La criminalisation de la déréliction psychique qu’opère le transvasement des malades mentaux de la « main gauche » à la « main droite » de l’Etat, du secteur hospitalier au secteur carcéral, est un processus auto-entretenu qui est assuré d’envoyer chaque année derrière les barreaux un contingent croissant de malades. En effet, les prisons ne sont, à l’évidence, ni conçues ni équipées pour traiter des pathologies mentales, de sorte que les malades incarcérés y reçoivent des soins grossièrement insuffisants ou inadéquats, voire parfois aucun soin – soit qu’ils n’ont pas été correctement diagnostiqués, soit que les moyens manquent ou que les médicaments requis sont trop chers, soit enfin que l’institution qui les accueille n’est pas légalement habilitée à les soigner, comme c’est le cas des centres pour jeunes détenus du Texas. Les psychopathes et retardés mentaux sont aussi la cible habituelle des brimades et des sévices des autres détenus, et ils affichent de très loin la plus forte propension au suicide. En l’absence de structures susceptibles de les prendre en charge à l’extérieur, les juges sont réticents à libérer sous caution des prévenus qui n’ont pas tous leurs sens, ce qui rallonge notablement leurs durées de détention. La clinique de Rikers Island, par exemple, traite chaque année plus de 15 000 détenus souffrant de troubles mentaux graves ; ceux-ci séjournent dans la célèbre maison d’arrêt de New York cinq fois plus longtemps en moyenne que les autres détenus (215 jours contre 42 jours), lors même que les chefs d’accusation qui pèsent sur eux sont beaucoup moins sérieux.
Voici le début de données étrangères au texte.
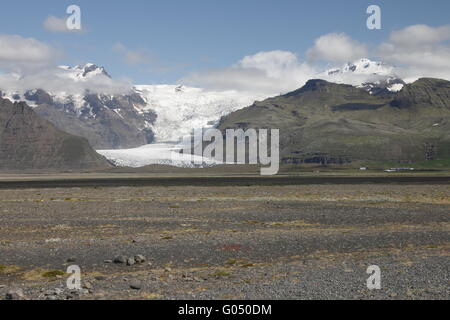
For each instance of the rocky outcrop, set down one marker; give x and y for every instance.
(30, 142)
(328, 123)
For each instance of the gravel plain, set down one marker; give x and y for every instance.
(226, 242)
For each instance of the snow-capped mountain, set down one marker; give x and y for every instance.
(374, 76)
(75, 103)
(82, 73)
(122, 123)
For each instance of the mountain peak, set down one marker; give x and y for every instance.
(364, 67)
(89, 70)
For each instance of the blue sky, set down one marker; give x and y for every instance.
(180, 37)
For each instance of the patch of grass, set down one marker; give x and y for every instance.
(151, 296)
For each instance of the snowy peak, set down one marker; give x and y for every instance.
(87, 71)
(364, 67)
(374, 76)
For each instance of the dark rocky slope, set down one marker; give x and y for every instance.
(29, 142)
(332, 123)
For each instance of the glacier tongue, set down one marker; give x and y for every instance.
(181, 109)
(158, 153)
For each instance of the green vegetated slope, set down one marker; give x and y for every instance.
(334, 123)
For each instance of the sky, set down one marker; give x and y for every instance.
(213, 43)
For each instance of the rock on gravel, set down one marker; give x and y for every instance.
(15, 294)
(140, 258)
(120, 259)
(135, 285)
(131, 261)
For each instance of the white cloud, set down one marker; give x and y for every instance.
(30, 64)
(133, 57)
(418, 51)
(268, 73)
(337, 48)
(55, 24)
(20, 54)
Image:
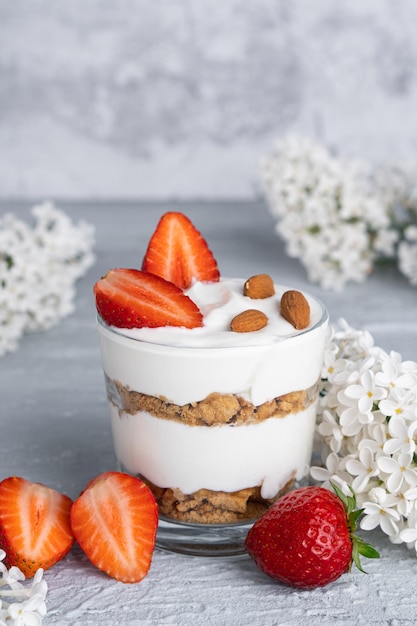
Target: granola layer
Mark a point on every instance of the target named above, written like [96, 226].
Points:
[216, 409]
[213, 507]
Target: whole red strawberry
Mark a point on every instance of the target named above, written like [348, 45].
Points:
[306, 538]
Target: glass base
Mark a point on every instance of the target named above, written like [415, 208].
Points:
[214, 540]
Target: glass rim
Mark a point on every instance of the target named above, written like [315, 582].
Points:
[114, 330]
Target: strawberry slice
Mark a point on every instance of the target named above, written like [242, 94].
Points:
[35, 526]
[114, 521]
[178, 252]
[130, 298]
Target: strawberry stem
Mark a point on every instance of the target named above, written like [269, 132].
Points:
[359, 546]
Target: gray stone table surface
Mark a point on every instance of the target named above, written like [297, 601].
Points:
[55, 429]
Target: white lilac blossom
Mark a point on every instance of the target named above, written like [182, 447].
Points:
[21, 605]
[39, 266]
[340, 217]
[367, 431]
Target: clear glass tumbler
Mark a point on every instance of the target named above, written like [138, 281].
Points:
[218, 434]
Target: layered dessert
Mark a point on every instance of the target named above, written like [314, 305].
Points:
[212, 382]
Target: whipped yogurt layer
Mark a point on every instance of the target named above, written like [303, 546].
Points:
[218, 458]
[186, 365]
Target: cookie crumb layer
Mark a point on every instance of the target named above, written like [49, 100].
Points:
[216, 409]
[213, 507]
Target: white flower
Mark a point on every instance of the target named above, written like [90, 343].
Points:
[366, 393]
[399, 402]
[21, 605]
[399, 470]
[38, 269]
[29, 612]
[364, 468]
[381, 513]
[340, 217]
[367, 422]
[401, 436]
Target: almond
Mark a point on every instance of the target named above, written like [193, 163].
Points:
[295, 309]
[248, 321]
[259, 286]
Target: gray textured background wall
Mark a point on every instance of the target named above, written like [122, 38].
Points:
[181, 98]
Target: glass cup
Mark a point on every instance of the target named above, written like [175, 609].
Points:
[218, 434]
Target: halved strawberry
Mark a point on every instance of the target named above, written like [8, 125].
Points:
[178, 252]
[35, 526]
[114, 521]
[129, 298]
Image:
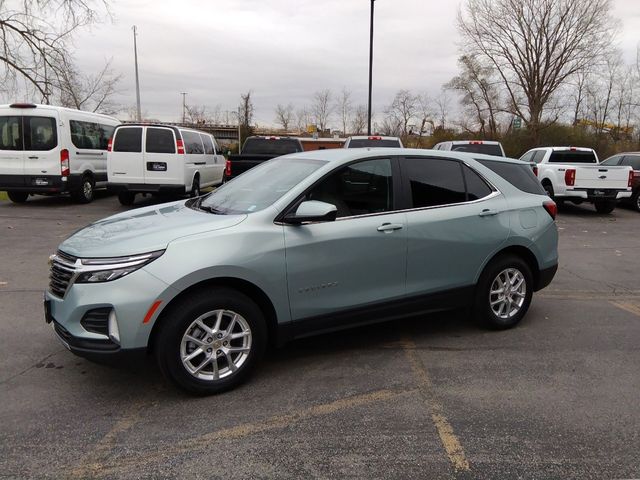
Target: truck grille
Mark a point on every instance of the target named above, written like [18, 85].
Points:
[62, 272]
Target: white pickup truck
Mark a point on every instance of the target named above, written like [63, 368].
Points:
[574, 174]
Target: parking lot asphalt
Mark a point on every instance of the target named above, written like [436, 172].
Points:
[429, 397]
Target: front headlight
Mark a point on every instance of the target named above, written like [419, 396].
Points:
[97, 270]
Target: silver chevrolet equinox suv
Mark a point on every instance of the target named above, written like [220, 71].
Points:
[302, 244]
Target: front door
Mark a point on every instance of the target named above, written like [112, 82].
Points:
[355, 262]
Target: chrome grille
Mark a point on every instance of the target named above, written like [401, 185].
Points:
[62, 272]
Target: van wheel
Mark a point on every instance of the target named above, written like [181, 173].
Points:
[211, 341]
[195, 188]
[18, 197]
[604, 206]
[126, 198]
[503, 293]
[85, 193]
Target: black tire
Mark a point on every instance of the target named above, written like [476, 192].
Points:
[126, 198]
[195, 187]
[171, 347]
[484, 311]
[18, 197]
[604, 206]
[86, 191]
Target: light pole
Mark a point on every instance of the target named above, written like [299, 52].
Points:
[370, 69]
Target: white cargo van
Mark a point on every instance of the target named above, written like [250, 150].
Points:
[162, 159]
[51, 150]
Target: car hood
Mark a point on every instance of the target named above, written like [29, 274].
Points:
[143, 230]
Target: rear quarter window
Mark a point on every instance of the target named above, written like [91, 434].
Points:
[128, 140]
[519, 175]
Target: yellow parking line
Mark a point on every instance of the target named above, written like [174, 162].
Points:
[449, 440]
[203, 442]
[627, 306]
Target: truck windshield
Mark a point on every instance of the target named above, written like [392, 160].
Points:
[572, 156]
[270, 146]
[259, 187]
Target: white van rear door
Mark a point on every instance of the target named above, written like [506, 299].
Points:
[162, 164]
[125, 160]
[42, 146]
[11, 151]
En Californie, les individus frappés de handicaps mentaux ont, à infraction égale, plus de chances que les autres d’être arrêtés et condamnés, souvent à des peines d’emprisonnement plus longues dont ils servent de surcroît une fraction plus élevée.
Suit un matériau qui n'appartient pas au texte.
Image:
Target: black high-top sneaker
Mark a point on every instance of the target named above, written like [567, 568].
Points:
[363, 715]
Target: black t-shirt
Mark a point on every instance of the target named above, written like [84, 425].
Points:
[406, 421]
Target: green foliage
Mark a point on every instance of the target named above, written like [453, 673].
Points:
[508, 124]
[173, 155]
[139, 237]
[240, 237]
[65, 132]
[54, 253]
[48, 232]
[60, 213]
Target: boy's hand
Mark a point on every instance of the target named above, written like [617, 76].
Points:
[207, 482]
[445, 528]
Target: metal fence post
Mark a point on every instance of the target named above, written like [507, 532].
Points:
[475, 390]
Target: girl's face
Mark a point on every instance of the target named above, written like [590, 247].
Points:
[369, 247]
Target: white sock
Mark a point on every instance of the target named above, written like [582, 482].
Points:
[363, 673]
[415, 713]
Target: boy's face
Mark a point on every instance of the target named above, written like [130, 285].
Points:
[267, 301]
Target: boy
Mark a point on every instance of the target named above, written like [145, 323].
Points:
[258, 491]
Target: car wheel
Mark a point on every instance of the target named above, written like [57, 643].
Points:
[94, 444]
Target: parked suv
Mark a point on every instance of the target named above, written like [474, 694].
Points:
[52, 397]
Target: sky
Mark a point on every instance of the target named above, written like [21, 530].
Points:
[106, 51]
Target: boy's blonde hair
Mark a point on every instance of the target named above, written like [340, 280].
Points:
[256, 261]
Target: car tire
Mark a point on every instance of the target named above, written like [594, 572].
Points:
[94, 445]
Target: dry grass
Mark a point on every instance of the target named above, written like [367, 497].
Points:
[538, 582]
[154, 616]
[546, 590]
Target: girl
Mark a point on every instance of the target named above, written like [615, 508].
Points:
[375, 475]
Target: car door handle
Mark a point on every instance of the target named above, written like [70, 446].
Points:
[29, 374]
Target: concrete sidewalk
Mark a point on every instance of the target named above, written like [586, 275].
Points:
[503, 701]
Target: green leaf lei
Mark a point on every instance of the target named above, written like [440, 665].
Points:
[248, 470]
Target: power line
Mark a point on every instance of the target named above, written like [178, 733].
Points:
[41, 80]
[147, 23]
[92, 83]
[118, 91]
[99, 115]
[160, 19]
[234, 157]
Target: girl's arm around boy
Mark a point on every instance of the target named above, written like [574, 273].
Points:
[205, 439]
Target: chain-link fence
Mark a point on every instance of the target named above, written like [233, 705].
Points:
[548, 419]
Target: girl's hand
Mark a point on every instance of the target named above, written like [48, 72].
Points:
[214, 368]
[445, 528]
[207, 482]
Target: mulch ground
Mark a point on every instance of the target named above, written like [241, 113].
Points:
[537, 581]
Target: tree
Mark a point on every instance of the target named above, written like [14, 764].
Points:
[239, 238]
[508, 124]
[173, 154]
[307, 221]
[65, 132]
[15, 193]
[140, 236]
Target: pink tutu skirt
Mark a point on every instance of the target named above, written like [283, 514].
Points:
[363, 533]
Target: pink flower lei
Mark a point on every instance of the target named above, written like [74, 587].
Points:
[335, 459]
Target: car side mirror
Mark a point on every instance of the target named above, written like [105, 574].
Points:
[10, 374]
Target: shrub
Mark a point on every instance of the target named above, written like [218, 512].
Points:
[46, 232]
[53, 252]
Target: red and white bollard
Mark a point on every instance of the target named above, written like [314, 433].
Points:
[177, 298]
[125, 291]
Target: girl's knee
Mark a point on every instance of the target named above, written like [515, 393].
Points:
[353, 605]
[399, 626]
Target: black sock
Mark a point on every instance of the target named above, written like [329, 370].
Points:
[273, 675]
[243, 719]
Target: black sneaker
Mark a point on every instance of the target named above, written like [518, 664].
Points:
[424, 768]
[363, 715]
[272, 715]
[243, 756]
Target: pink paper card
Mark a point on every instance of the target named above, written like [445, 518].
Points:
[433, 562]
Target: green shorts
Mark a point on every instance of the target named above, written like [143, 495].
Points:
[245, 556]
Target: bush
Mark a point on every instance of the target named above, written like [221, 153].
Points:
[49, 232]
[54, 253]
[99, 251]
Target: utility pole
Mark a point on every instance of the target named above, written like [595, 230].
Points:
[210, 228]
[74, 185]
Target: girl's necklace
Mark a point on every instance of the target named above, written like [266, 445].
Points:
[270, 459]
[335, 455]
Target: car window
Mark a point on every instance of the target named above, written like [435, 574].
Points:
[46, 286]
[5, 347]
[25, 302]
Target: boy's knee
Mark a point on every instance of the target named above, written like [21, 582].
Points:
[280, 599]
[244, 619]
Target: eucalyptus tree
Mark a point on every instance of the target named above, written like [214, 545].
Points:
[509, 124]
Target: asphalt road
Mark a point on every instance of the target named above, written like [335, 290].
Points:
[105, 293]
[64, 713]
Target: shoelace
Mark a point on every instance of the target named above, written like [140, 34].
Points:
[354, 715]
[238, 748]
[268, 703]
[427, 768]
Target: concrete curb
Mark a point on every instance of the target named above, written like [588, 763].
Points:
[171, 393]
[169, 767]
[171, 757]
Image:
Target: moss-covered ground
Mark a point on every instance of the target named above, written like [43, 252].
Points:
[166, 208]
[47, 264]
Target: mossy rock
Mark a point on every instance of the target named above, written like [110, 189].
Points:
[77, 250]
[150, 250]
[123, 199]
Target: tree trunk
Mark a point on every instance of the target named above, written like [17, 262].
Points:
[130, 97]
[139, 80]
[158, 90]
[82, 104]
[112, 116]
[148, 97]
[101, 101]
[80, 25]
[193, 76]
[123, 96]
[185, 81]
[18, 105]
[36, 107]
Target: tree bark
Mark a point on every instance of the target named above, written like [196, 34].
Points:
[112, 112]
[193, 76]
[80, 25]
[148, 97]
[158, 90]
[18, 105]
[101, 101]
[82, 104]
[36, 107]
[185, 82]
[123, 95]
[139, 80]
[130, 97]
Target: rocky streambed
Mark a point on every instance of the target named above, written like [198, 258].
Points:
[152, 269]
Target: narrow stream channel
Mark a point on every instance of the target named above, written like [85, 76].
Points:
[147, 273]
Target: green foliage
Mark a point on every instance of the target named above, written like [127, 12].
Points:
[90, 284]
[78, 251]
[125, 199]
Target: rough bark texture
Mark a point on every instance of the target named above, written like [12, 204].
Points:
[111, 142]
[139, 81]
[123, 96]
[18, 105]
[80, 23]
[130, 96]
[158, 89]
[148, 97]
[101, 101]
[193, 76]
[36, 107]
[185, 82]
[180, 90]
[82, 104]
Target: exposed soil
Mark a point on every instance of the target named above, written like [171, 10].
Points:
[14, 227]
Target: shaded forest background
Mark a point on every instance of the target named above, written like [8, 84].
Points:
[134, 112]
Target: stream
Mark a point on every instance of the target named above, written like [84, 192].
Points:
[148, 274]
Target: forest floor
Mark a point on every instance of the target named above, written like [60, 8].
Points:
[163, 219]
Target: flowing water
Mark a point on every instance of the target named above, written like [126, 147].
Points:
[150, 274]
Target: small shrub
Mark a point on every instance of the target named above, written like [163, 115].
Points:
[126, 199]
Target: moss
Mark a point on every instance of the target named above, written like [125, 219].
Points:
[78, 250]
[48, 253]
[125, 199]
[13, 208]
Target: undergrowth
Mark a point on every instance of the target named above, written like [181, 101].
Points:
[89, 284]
A leur sortie de prison, les repris de justice souffrant de troubles psychiques se trouvent généralement livrés à eux-mêmes alors que leur pathologie s’est aggravée. « Nombre de responsables des maisons d’arrêt ne savent pas ce qu’il advient des psychopathes à leur libération ; 46% des établissements ignorent si les détenus psychotiques reçoivent des soins psychiatriques à leur libération ; parmi ceux des établissements qui le savent, à peine 36% voient leurs détenus pris en charge à l’extérieur ». Faute de suivi médical, ces derniers ne tardent pas à être à nouveau capturés par la police qui les renvoie derechef sous les verrous pour un séjour rallongé en vertu des dispositifs réprimant le récidivisme. De leur côté, en réponse à la baisse continue des remboursements pour les patients couverts par l’aide médicale gratuite, les hôpitaux se déchargent des malades qui ne sont plus « rentables » en les déversant à la rue, où ils sont là aussi promptement ramassés par la police, pour troubles à l’ordre public, vagabondage ou mendicité, ou tout simplement parce qu’ils sont incohérents et qu’il faut bien trouver à les mettre quelque part où ils recevront au moins le gîte et le couvert, à défaut de soins.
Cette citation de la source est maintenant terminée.